I've just read Lockhart's Lament, and it produced a similar sensation as when I read about Shawn Cornally's extraordinary inquiry-style lessons, one of despair. I know that what they are saying is true. I see it every day when I teach trig to a desperately bored class. I feel that students have missed the point when they are pleased that they can now apply the quadratic formula properly.

Now don't get me wrong, I try to remedy this, and (I hope) I'm improving my teaching towards this end all the time. I don't just tell pupils about mean, median and mode and expect them to remember. I give them problems like this one, that lend themselves to the different averages and play around with the numbers. We create a need for more than one average. I love the WCYDWT model for its multiple entry points, which is a neat way to give interesting problems to people not in the top set. However, I have never felt that I can stray too far from the standard teaching model or the standard curriculum. Why? Well this is what the school, my head of department, parents and pupils expect from me. They want 'exam readiness', they want regular standardised tests, etc. Maybe I just feel insecure as a first-year teacher, but I honestly don't think I could keep my job if I tried to teach maths differently. In fact, I've never been in a school that I think would employ a teacher like this.

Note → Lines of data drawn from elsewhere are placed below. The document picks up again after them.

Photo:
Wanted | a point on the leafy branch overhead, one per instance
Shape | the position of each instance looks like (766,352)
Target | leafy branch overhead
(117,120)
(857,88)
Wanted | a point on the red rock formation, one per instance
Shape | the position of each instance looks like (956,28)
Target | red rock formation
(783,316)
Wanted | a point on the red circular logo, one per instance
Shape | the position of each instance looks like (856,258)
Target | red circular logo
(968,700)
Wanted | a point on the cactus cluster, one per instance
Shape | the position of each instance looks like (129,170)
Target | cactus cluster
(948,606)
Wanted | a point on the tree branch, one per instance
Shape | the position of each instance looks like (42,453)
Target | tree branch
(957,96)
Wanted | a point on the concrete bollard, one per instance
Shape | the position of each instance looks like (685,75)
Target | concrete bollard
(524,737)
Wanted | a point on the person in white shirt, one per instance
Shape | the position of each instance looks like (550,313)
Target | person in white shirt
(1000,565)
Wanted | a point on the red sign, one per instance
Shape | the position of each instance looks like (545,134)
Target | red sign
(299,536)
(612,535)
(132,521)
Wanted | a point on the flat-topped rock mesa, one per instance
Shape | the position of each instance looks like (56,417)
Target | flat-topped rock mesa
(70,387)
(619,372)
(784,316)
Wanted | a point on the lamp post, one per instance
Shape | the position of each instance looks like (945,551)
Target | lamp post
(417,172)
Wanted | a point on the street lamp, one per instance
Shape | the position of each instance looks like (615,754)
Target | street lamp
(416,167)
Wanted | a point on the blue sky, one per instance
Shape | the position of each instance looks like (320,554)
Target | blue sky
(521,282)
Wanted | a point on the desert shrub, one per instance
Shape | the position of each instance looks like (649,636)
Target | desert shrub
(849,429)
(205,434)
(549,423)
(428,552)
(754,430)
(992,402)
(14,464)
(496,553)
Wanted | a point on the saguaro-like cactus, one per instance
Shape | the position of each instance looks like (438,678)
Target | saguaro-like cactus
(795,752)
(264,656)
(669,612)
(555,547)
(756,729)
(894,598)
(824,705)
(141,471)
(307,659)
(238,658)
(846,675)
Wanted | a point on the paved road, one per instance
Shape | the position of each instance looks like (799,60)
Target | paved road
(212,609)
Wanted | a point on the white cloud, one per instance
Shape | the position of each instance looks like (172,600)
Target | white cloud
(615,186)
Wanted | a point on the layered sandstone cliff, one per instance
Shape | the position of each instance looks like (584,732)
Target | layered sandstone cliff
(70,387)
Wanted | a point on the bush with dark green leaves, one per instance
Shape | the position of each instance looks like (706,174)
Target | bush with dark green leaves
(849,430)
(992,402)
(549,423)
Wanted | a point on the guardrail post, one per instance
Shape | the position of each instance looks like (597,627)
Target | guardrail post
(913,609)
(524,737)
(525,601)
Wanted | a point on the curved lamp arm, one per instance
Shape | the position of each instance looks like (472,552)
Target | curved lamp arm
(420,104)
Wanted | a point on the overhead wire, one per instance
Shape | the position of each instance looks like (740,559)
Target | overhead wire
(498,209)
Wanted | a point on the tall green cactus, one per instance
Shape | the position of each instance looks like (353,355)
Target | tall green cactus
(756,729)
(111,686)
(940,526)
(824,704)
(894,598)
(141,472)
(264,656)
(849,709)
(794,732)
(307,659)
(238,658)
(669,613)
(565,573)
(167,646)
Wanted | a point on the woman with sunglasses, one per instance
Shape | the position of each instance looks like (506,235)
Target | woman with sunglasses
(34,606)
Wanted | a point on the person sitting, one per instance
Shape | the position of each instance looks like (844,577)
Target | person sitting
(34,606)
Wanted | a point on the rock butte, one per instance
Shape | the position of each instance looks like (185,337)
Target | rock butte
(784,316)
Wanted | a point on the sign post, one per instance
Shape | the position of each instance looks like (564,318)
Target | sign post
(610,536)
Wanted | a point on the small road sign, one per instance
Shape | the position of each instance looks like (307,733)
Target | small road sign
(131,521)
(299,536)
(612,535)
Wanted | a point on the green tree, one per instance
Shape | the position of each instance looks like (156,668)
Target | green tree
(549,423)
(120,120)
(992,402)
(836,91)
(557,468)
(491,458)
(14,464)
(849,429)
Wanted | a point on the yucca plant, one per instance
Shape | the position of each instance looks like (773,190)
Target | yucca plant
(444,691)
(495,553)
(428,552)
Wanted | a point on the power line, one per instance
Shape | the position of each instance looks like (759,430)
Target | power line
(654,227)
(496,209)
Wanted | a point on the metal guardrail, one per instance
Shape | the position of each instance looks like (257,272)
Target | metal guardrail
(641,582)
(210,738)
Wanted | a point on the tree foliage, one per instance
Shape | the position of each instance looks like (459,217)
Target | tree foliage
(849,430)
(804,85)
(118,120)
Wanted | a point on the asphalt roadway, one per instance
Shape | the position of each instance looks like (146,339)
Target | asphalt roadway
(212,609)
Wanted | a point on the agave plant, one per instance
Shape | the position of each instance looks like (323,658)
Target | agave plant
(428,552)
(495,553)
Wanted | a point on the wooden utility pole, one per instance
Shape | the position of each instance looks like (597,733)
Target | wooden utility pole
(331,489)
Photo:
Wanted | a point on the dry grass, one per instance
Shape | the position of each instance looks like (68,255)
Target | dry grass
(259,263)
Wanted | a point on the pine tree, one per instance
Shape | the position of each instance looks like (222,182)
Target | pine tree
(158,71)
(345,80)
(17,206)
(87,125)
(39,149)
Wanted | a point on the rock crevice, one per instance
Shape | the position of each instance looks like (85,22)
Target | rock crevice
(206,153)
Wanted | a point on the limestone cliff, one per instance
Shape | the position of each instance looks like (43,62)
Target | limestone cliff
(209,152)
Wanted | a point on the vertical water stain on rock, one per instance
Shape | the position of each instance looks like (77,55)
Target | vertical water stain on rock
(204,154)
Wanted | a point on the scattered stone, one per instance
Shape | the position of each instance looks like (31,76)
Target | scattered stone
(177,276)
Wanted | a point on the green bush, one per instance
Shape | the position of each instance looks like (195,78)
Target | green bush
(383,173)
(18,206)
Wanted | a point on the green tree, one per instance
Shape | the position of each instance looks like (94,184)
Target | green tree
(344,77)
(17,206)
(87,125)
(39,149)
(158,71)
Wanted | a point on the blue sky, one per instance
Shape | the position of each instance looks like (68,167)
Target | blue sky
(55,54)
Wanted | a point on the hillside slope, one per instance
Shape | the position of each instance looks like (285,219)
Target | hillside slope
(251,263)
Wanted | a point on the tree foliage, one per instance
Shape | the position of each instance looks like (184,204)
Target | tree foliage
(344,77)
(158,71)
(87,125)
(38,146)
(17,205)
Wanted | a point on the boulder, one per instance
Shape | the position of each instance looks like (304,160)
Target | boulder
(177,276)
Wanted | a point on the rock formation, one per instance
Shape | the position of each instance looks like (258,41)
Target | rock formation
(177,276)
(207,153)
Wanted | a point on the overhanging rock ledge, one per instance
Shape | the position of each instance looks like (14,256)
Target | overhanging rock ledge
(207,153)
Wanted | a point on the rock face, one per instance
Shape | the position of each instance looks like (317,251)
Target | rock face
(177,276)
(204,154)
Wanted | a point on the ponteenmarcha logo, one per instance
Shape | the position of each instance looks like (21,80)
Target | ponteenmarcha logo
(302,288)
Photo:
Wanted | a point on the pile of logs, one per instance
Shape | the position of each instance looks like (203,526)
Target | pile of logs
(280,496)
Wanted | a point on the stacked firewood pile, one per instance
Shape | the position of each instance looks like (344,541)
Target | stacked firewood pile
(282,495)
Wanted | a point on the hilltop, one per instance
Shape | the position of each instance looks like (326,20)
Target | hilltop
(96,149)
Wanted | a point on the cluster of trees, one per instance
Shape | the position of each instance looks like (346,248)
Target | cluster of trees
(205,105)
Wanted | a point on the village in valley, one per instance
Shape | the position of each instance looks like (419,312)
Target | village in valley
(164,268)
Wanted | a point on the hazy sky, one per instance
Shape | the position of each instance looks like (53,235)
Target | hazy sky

All this when so much in my school is ripe for this style. For one, this is the first school I've been to where the maths teachers actually enjoy doing maths. We regularly have discussions about UKMT maths challenge questions, project euler, or interesting textbook questions (yes they do exist, though you have to do the further maths A level to get to them). We have books like 'What is mathematics' lying around that are actually read. Also, our pupils are bright and I mean really bright. Their grasp of language alone is so good that most can make fairly convincing arguments in their first year.

So here are the questions that will be going round in my head for God knows how long:
  • Will I ever be able to teach my pupils in this way, without meaningless definitions and magic formulas? How?
  • How can I convince others that this is a good idea?
  • How can I become good at it without really being able to practice and have no other experience than reading about it online?